Wolf, Elizabeth R; Tong, Sebastian T; Sabo, Roy T; Woolf, Steven H; Abbinanti, Kassie; Pecsok, James; Krist, Alex H.
Afiliação
  • Wolf ER; Department of Pediatrics, Virginia Commonwealth University, 1000 East Broad Street, Richmond, VA, 23219, USA. elizabeth.wolf@vcuhealth.org.
  • Tong ST; Children's Hospital of Richmond at VCU, Richmond, VA, USA. elizabeth.wolf@vcuhealth.org.
  • Sabo RT; Department of Family Medicine and Population Health, Virginia Commonwealth University, Richmond, VA, USA.
  • Woolf SH; Department of Family Medicine and Population Health, Virginia Commonwealth University, Richmond, VA, USA.
  • Abbinanti K; Department of Biostatistics, Virginia Commonwealth University, Richmond, VA, USA.
  • Pecsok J; Department of Family Medicine and Population Health, Virginia Commonwealth University, Richmond, VA, USA.
  • Krist AH; Center on Society and Health, Richmond, VA, USA.
BMC Pediatr ; 19(1): 371, 2019 10 23.
Article em En | MEDLINE | ID: mdl-31640614
BACKGROUND: Adult opioid use and neonatal abstinence syndrome (NAS) are growing public health problems in the United States (U.S.).
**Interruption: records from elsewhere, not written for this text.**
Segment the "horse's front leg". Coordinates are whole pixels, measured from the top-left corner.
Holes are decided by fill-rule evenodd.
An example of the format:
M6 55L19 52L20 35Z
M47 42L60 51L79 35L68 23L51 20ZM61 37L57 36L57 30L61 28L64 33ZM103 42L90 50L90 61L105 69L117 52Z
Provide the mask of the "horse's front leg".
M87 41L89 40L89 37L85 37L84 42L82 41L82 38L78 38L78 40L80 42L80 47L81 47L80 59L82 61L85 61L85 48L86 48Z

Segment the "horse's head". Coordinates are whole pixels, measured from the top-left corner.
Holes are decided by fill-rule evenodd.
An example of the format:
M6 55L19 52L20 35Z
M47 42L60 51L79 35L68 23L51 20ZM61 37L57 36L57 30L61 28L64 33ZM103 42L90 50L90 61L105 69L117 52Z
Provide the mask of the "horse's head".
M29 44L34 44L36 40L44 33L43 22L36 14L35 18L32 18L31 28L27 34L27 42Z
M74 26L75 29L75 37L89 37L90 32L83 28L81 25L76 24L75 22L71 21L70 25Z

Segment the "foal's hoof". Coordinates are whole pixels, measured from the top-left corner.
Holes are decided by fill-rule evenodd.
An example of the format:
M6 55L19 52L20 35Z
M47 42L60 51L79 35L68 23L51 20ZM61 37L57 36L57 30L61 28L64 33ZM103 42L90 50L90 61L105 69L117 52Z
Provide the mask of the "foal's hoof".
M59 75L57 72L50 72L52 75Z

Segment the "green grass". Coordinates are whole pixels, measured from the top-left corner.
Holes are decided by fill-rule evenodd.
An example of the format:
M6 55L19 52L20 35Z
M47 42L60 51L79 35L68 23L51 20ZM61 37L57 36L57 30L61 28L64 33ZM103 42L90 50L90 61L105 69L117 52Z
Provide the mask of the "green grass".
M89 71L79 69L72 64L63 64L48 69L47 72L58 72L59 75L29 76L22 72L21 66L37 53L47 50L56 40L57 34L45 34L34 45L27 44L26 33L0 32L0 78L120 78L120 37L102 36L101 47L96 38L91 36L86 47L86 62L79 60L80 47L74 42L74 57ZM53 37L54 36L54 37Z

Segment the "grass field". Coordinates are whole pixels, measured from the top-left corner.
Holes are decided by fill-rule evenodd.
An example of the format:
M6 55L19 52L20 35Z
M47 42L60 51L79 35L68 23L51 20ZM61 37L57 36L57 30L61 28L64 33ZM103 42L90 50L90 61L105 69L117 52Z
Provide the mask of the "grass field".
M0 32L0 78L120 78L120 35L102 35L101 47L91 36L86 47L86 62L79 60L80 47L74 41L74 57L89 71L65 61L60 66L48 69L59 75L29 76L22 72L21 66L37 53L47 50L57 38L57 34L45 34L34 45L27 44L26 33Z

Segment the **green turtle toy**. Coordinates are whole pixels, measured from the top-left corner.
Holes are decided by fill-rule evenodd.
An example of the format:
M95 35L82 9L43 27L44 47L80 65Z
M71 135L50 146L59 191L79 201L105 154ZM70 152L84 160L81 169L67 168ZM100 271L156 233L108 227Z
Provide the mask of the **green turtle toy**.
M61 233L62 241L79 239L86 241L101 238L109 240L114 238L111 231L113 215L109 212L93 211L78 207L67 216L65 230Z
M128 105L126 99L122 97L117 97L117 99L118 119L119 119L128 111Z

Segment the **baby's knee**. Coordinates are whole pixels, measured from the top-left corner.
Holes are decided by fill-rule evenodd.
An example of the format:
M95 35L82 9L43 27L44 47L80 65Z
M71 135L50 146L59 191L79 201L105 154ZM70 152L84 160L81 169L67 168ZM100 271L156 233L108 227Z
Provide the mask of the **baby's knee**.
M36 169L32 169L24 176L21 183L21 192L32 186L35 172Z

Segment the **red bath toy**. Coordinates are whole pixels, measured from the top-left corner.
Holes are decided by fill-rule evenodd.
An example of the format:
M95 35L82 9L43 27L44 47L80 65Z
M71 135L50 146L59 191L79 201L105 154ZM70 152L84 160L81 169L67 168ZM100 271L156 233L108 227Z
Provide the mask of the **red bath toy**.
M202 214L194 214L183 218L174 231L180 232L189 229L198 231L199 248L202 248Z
Our objective was to determine how opioid use disorder treatment access impacts the relationship between adult opioid use and NAS. METHODS: We conducted a cross-sectional state-level ecologic study using 36 states with available Healthcare Cost and Utilization Project State Inpatient Databases in 2014. Opioid use disorder treatment access was determined by the: 1) proportion of people needing but not receiving substance use treatment, 2) density of buprenorphine-waivered physicians, and 3) proportion of individuals in outpatient treatment programs (OTPs). The incidence of NAS was defined as ICD-9 code 779.5 (drug withdrawal syndrome in newborn) from any discharge diagnosis field per 1000 live births in that state. RESULTS: Unmet need for substance use disorder treatment correlated with NAS (r = 0.54, 95% CI: 0.26-0.73). The correlation between adult illicit drug use/dependence and NAS was higher in states with a lower density of buprenorphine-waivered physicians and individuals in OTPs. CONCLUSIONS: Measures of opioid use disorder treatment access dampened the correlation between illicit drug use/dependence and NAS. Future studies using community- or individual-level data may be better poised to answer the question of whether or not opioid use disorder treatment access improves NAS relative to adult opioid use.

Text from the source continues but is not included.